Par ces vers l’auteur veut faire sentir le même vent qui lui caresse tout en plongeant son lecteur dans une lecture savoureuse de cette œuvre. Les « Murmures d’une mer » respectent bien la figure de la synesthésie inventé par Charles Baudelaire au XIXe dans laquelle les goûts et les couleurs se répondent en mettant au point la vivacité des organes de sens qui permettent d’entrer en contact avec le monde extérieur et qui inspirent le poète. « Mais qu’importe ! Face à un réel indicible, submergeant, envahissant, le poète lutte pour survivre jusqu’au jour où, hélas, il n’en peut plus, jusqu’au jour où il découvre que son verbe n’arrête pas les vagues meurtrières. Comme Beaudelaire un siècle et demi plus tôt, il songe à la mort qui devient le seul et unique répit », poursuit Wadjih. Et de poursuivre que les cris d’une âme toujours tourmentée ne sont jamais entendus.
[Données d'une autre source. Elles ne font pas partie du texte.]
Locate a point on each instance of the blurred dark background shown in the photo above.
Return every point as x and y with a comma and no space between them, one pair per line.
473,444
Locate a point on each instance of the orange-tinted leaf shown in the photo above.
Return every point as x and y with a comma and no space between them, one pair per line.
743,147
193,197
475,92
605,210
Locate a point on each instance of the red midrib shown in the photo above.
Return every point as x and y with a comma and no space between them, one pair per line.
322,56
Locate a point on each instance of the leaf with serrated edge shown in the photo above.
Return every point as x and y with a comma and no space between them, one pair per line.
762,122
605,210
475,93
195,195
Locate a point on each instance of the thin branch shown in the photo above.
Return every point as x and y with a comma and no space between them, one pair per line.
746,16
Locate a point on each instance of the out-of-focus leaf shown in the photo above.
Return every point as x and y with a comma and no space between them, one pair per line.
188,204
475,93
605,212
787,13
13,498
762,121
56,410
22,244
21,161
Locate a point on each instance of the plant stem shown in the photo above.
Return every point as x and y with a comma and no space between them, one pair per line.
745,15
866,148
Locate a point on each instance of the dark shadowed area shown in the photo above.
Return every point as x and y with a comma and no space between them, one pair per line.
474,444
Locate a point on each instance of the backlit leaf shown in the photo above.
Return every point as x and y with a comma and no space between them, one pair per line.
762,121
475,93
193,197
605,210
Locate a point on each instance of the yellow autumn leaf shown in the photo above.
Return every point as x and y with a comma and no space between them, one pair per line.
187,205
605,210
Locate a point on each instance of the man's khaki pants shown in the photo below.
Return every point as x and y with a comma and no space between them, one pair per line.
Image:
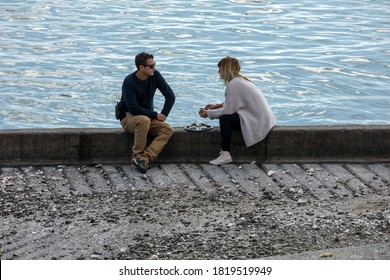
141,126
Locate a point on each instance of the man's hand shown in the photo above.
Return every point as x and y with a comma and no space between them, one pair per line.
161,117
203,113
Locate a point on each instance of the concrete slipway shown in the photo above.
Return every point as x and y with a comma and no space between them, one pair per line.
302,193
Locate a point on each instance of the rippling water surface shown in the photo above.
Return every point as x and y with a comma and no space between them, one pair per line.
320,62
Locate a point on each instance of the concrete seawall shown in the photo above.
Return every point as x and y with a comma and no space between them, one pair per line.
356,143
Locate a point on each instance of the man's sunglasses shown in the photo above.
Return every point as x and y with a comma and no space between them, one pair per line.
150,65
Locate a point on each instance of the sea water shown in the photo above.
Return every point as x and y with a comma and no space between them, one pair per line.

Les Murmures d’une mer sont riches en procédés stylistiques voir même le titre de l’ouvre qui rime avec les murmures d’une mère. Cela évoque le mal et les cris d’une mère. A travers cette œuvre, l’écrivain comorien a abordé plusieurs thèmes parmi lesquels le drame de la Yemenia en 2009. « Embarquez-vous (…) Bonne mort mes frères (Mourez en paix salée) / J’entends hurler la mer votre tombe prochaine (…) Murmures / vers la zone réservée / Tourbillon d’artifice / Orgueilleuses nuits ». La lecture de l’œuvre Murmures d’une mer est très riche en littérarité.

Pour appel, Mohamed Badoro Badroudine est né à Mitsoudjé. Il est juriste de formation et spécialisé en contentieux à vocation économique. Cet homme est aujourd’hui cadre de la Banque centrale des Comores (BCC). Sa passion d’écrire l’a conduit aux Murmures d’une mer.